Not all installers are suffering equally, however. Installers who focused on production-home installs “are struggling” because the product-home segment of the housing market has suffered the most, Gartland said. “The high-end one-at-a-time custom-home market, probably the core of the average CEDIA member’s business, is probably relatively okay, though probably flat compared to last year,” he said.
In the past, the custom industry posted revenue gains despite housing-start declines in 1990, 1991, 1995, 1997, and 2000, but this time is different, Gartland contended. For one thing, the industry never endured back-to-back housing-start declines of this magnitude. “Housing starts stopped in 2006, and as these homes were finished, there haven’t been homes to replace them,” Gartland said.
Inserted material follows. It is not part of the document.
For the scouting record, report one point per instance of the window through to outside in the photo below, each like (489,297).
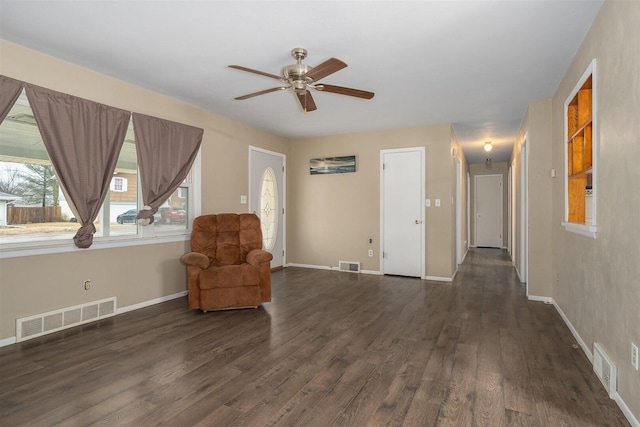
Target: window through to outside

Second, although market penetration still has room to grow, the industry has already skimmed “the cream off the top,” so now “dealers have to seek out business,” he said.
Another factor in the custom market’s stagnation is the 35 percent to 50 percent decline in flat-panel TV prices during the past 18 months, Gartland said. “That’s a lot of money to make up, especially if you’ve sold two TVs into a house.” Declining prices might aid cash-and-carry retailers because falling prices drive more people into stores, but that’s not the case with custom installers who typically don’t operate stores, he said.
In this market, the best installers are tapping previous customers, marketing to architects and interior designers, and targeting the retrofit market, Gartland added.